CV Risk Assessment For All Obesity Drugs Seems Inevitable Pre-Approval Requirement

Sponsors would have to rule out a certain level of cardiovascular risk for all obesity drugs through a CV outcomes trial, or a meta-analysis of Phase II and III major adverse cardiovascular events data, if FDA follows the March 29 recommendation of its Endocrinologic and Metabolic Drugs Advisory Committee.

The panel voted 17 to 6 in favor of such studies for drugs without a theoretic risk or signal for CV harm. FDA told the committee that for drugs with a signal, a CV outcomes trial (CVOT) will be necessary prior to approval.

During an explanation of their yes votes, 13 committee members said the assessment for drugs without a signal could occur in a two-stage process, with one assessment pre-approval and the second post-approval. In asking for input on the question, FDA said a two-step process would involve two different non-inferiority margins.

That is the approach FDA takes in diabetes drug guidance, which several panel members suggested as a model for obesity CV evaluation.

The agency recommends a meta-analysis of MACE results from Phase II and III trials for all diabetes therapies, and a full CVOT pre-approval if the meta-analysis does not rule out an 80% or higher increased risk of MACE, meaning that the upper bound of the 95% confidence interval for the estimated risk ratio must be below 1.8. If the upper bound of the two-sided 95% CI for the risk ratio is between 1.3 and 1.8, a CVOT must be conducted post-approval and demonstrate an upper bound of less than 1.3 (Also see "FDA Diabetes Guidance Encourages Enrollment Of Sicker Patients" - Pink Sheet, 17 Dec, 2008.).

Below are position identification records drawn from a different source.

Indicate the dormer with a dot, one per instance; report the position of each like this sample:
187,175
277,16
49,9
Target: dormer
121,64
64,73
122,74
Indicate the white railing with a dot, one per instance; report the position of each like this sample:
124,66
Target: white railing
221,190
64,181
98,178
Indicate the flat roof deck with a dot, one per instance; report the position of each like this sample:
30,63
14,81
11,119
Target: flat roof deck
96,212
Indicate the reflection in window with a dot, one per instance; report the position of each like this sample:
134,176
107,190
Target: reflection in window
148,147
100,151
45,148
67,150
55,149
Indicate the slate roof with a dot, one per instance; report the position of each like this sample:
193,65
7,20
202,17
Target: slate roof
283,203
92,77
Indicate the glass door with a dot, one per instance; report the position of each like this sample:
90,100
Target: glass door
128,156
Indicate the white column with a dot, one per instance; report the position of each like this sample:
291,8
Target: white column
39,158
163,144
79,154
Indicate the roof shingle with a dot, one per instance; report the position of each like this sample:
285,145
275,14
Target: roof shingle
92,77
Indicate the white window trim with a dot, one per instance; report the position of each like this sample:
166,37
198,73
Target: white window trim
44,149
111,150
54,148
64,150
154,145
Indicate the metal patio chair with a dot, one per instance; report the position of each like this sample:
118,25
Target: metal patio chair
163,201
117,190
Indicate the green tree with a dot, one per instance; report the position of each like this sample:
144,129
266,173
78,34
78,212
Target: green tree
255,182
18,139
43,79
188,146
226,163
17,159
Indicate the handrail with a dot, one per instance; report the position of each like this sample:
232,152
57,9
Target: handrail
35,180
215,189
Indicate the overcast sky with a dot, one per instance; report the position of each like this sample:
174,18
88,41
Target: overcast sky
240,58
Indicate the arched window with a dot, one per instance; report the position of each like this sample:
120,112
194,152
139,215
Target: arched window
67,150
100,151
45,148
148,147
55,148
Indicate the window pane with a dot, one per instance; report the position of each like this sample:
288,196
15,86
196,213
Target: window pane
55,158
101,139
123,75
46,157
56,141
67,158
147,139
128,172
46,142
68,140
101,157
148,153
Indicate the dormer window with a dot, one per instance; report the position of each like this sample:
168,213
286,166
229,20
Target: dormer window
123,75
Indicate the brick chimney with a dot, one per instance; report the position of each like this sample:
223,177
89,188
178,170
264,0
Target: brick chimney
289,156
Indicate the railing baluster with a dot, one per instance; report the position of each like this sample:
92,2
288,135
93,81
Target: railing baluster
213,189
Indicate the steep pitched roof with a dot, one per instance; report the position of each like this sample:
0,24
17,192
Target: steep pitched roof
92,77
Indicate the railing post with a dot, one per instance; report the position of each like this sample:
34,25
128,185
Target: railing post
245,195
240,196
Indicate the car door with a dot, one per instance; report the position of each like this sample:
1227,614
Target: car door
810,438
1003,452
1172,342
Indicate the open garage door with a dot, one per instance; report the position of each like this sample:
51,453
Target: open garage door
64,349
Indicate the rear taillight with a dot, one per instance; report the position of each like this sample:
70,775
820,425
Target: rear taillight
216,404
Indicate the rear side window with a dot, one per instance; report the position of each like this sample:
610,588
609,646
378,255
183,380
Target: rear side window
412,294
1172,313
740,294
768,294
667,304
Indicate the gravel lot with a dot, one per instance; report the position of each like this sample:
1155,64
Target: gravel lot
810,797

Conducting a meta-analysis would be less onerous than a CVOT, but as outlined in the diabetes guidance, entails prospective design of the Phase II and III trials to facilitate collective assessment of the data and requires prospective adjudication of cardiovascular events.

The size of the potentially affected population and the poor track record of weight-loss drugs with regard to cardiovascular safety influenced the vote in favor of assessing even therapies that don’t have a signal.

Safety trials usually are not required when there is no signal, Erica Brittain, National Institute of Allergy and Infectious Diseases conceded, “but obesity drugs are going to be used by very large populations.”

Patients will number “tens of millions of people … and we can’t guarantee the drugs will be used exactly the way that the label authorizes their use,” Peter Savage, National Institute of Diabetes and Digestive and Kidney Diseases, explained.

As to studying drugs without a safety signal, Sanjay Kaul, Cedar Sinai Medical Center, Los Angeles, suggested that “given the checkered history of weight-loss drugs, I think it’s better to be prudent and err on the side of caution”

The most recent obesity drug to fall to safety issues is Meridia (sibutramine), which Abbott Laboratories Inc. withdrew from the U.S. market in 2010 at FDA’s request because the SCOUT post-market study found a 16% higher relative risk for major adverse cardiac events in older overweight and obese individuals taking the drug compared to those receiving placebo (Also see "REMS Cannot Save Abbott's Obesity Drug Meridia In Face Of Cardiovascular Issues" - Pink Sheet, 8 Oct, 2010.).

Several panel members objected to the studies because of the possible chilling effect on obesity drug development. If sponsors must spend money on a CV outcomes trials, it could take funds away from early stage development projects that could produce better therapies, Ellen Seely, Harvard, noted.

CV trials also could be looking at the wrong adverse events, she said. They “may give a false assurance of safety because we don’t know that the side effects of these drugs are going to be cardiovascular.” The safety issue may be “related to mood, suicidal ideation. It may be cancer risk, and we’re dedicating the company’s funds now to looking at the cardiovasculoar risk which may not be the primary one.”

In an earlier discussion of the two-stage approach to CV evaluation for drugs with a signal, panel members indicated it is a reasonable option because it would provide an early risk assessment with a minimum delay to market for drugs that meet the initial safety criteria.

The panel also provided FDA with input on the pros and cons of enriching clinical trials with patients at higher risk for CV events and a variety of trial design parameters, including the primary endpoint and primary analysis population.